MG Motor UK have announced officially that car assembly at the once expansive Longbridge Birmingham site has been axed in what the company quote as saying are “cost cutting measures“.
Local Birmingham MPs are of course up in arms at the news but to be totally honest the business decision is a sound one. In recent years what assembly has been taking place has been at best, partial final assembly from boxed up parts in tea chests. In fact, my last two recent plant visits to Longbridge were quite unique so far as they have been the only car assembly plant visits… where I actually witnessed no cars being produced.
Despite their sales increasing 130% over last year, we are still looking at figures that are quite poor in the grand scheme of things compared to most other brands that sell in the UK. To have such a large complex with so few workers rattling around inside must have been costing the company a small fortune since “production” restarted back in 2008. The last time I visited the works in 2014 there wasn’t even any heating switched on. According to sources, job losses stand at twenty five.
Personally… my take is that the parent company were at best only making a token gesture to keep an element of Britishness in the product… remember… Britishness sells by the skip load throughout the rest of the word – especially Asia. My own opinion is that this was always a business plan by SIAC & MG in order for them to gain knowledge about engineering a car for European palates.
A former employee of the company told me a few months ago “at best they will gain our donated skills and knowledge required to produce, engineer and onwardly develop cars for a world market and then move on… what loyalty does a Chinese company have to the UK with just a mere handful of staff building part assembled vehicles“. Harsh words perhaps – but true. Those of us who don’t wear Rover tinted spectacles have subconsciously known this was bound to happen for some time.
This seems to finally end one of the trades longest running saga’s… so what of the remaining obsolete factory buildings? Another source very close to Autobritannia told me recently; “The owners of the Longbridge facility (St Mowden) have been seen on site and a number of assembly workers have been undertaking housekeeping and tidy-up duties that have even included cutting back overgrown vegetation“.
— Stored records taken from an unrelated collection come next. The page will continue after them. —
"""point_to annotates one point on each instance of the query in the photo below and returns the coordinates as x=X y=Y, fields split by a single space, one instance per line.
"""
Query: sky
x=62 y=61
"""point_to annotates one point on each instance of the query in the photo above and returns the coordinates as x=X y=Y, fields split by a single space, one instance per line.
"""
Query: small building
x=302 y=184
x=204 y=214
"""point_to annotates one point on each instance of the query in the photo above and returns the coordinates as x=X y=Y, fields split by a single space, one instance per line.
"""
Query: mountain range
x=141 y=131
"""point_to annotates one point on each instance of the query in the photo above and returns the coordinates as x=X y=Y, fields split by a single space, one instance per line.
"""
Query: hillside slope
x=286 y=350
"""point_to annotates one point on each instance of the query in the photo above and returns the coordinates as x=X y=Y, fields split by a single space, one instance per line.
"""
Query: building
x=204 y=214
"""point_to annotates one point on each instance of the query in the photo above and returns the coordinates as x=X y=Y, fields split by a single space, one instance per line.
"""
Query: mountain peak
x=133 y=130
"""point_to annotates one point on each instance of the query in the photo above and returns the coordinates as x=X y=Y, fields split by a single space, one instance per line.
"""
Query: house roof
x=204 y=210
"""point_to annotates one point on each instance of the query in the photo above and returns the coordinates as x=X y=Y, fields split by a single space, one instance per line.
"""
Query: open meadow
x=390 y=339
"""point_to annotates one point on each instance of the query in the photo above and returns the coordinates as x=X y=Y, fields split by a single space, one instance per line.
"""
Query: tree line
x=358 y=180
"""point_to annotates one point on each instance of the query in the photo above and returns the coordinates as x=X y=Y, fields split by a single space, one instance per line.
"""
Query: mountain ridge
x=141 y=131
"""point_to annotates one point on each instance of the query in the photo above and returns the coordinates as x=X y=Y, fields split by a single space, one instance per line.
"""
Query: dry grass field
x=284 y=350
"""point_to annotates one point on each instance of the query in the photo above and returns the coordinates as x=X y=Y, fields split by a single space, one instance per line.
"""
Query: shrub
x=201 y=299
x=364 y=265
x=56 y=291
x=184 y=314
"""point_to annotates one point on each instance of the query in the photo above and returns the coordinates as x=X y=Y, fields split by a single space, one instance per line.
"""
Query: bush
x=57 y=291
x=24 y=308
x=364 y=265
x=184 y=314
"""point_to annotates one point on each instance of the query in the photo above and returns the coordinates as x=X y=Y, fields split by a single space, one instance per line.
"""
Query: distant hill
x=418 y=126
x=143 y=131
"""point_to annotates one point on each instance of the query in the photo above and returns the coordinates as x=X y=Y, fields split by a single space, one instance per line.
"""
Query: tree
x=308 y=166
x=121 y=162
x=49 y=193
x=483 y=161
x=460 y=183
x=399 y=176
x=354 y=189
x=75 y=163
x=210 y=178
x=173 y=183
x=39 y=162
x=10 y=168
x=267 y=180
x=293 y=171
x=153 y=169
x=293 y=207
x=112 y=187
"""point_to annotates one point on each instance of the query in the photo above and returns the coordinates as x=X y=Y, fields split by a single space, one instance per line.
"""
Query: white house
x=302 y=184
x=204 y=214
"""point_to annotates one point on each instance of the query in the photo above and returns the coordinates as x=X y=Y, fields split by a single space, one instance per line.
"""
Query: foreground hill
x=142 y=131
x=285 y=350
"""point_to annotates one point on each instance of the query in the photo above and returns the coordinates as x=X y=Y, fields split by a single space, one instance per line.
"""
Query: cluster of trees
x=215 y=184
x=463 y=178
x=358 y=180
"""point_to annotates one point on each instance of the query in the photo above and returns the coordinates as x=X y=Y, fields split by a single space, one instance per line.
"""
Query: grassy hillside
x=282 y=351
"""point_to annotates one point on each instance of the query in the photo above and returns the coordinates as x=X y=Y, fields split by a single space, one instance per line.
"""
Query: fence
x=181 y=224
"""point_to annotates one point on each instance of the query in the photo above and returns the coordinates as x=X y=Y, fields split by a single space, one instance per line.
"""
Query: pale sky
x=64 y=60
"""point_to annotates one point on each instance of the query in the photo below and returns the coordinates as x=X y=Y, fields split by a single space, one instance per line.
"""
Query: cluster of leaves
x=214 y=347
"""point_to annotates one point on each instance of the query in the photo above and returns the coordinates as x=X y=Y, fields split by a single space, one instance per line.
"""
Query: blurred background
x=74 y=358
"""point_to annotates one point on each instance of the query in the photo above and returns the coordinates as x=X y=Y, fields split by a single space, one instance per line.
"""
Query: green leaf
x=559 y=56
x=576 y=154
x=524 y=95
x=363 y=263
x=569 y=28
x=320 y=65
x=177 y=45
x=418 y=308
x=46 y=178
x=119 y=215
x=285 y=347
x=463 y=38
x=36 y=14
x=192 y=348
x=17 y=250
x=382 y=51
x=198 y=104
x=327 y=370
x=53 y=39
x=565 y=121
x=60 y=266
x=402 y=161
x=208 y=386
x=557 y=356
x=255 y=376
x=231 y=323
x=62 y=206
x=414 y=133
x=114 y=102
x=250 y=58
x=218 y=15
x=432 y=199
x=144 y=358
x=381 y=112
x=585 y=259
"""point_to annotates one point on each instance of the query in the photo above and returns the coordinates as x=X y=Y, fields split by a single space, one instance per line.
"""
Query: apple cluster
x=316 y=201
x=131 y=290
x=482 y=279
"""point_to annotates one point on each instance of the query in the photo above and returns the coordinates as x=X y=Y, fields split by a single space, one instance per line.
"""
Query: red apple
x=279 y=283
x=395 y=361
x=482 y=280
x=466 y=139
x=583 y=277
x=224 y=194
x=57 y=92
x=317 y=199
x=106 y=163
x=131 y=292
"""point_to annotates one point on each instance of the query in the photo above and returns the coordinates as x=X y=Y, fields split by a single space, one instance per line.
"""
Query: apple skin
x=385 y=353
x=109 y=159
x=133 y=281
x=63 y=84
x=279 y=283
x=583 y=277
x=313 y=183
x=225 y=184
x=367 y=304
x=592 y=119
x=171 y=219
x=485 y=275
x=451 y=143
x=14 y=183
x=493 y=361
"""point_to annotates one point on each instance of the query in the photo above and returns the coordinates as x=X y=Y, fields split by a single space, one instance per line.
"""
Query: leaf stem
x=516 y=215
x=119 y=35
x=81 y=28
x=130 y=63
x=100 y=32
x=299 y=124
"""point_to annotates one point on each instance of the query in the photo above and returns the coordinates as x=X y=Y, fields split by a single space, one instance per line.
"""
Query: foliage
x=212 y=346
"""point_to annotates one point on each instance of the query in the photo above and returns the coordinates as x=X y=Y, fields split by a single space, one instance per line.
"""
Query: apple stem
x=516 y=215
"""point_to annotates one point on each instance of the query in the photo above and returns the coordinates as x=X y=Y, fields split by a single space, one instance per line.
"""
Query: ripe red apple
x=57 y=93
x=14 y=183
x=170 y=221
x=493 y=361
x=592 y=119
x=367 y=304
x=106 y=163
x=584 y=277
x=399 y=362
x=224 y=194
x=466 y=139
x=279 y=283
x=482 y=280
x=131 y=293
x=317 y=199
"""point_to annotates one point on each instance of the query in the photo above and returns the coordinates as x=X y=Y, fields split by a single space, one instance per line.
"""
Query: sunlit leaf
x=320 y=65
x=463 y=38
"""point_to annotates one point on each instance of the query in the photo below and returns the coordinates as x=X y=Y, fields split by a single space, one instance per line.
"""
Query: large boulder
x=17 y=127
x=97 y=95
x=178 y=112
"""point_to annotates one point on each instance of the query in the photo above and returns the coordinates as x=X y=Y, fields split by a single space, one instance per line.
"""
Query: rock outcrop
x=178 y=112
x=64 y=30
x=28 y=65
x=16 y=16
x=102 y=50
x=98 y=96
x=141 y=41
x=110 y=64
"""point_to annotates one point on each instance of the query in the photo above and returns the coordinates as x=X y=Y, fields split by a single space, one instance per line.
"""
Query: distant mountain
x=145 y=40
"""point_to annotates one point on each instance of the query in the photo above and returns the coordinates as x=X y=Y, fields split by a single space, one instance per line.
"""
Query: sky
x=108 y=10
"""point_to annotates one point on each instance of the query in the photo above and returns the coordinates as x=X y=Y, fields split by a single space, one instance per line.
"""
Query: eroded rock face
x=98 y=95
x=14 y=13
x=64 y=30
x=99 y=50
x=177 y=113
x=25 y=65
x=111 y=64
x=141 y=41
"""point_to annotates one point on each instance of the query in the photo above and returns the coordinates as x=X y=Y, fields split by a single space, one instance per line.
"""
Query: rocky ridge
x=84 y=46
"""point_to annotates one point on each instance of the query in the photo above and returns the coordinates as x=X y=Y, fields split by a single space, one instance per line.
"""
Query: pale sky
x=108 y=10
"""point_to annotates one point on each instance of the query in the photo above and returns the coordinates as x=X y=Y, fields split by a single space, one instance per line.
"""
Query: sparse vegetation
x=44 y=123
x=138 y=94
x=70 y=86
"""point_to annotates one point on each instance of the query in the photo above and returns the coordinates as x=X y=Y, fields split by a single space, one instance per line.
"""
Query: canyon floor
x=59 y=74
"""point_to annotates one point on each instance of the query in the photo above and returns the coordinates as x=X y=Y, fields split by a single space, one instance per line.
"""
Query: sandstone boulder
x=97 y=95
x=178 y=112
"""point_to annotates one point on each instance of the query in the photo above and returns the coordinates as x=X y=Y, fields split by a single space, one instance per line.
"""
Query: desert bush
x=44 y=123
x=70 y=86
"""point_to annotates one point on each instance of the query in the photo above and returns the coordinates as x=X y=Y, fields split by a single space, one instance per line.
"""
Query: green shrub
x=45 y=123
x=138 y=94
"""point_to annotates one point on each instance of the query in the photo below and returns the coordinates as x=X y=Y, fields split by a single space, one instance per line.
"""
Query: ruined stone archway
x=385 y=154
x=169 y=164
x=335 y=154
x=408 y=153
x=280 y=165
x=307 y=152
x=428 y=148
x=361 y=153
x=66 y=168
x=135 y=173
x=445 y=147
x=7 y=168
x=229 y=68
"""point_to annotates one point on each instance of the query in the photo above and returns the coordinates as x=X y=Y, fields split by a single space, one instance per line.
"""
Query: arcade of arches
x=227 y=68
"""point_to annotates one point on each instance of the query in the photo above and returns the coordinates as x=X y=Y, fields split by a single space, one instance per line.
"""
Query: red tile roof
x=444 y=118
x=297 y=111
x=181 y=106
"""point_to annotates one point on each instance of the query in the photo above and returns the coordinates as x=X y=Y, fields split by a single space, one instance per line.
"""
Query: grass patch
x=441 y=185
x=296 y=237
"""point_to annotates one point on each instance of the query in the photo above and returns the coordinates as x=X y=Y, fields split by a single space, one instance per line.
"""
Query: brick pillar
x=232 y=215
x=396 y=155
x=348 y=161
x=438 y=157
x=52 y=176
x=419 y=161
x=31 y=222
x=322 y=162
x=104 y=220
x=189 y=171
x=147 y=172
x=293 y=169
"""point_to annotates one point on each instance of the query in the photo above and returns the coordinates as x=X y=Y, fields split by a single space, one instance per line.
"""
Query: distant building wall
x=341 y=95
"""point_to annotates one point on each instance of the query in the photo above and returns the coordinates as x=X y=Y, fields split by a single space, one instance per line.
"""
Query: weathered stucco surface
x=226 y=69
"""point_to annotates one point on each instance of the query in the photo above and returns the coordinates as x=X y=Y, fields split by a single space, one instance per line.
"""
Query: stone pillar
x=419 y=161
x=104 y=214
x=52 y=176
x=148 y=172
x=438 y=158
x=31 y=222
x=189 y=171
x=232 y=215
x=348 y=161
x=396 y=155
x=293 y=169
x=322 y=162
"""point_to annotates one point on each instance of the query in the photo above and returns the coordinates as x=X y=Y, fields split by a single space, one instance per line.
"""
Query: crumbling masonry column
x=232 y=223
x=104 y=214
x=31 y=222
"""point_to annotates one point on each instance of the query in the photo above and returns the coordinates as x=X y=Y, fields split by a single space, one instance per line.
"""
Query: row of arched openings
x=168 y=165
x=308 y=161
Other remaining assembly workers have been moved around within the company that still, despite the recent announcement, continues to have a strong R&D presence in the UK. MG employ 350 or so people in design and development and that number is looking to rise to over 400 – so its not all bad news. MG Motor head of sales and marketing has said; “with efficiency and flexibility both key to long term market success, off-shoring vehicle production is a necessary business decision”
But if MG are to make any real impact in the UK, they need to stand up and look professional in the way they operate in the market place. Dealers still continue to drop out of the network as another one joins, customers still report serious shortcomings in replacement spares availability and now rumours of the new MG GS being “capped” insofar as its availability in the showrooms are now bubbling away in the background.
MG Motor UK have done themselves no favours in recent years no thanks to varying product quality, weak and ineffective advertising, dismal spares back up and a general lack of interest from the public who would rather put their money to good use than gamble it. Another fact I find impossible to comprehend is their lack of really capitalising on their recent sport and racing adventures… what a waste of money.
My biggest concern is that MGs parent company simply don’t care about the UK market place nor catering for existing customers needs. I have heard that the company cannot and will not supply something as seemingly trivial as a flywheel assembly for the diesel MG6 – despite this being a weak component on that model. My heart does go out to owners of recent MG products… it’s starting to look like you’ve been kippered.
This recent news of production at Longbridge comes as a sad but purely sensible business strategy. Can they really make a viable concern of themselves in the UK or are the Chinese just playing a game with potential buyers hard earned cash? Until a massive improvement in their public perception happens, it’s becoming increasingly difficult to recommend an MG as a viable and sensible purchase.
If the truth be really known as to what I think of all this long running debacle is… my overall conclusion is a simple one:
If you want to fly the flag for Britain… go buy a Qashqai, at least its designed, styled, engineered and of course… fully assembled in the UK – and long may it continue to be.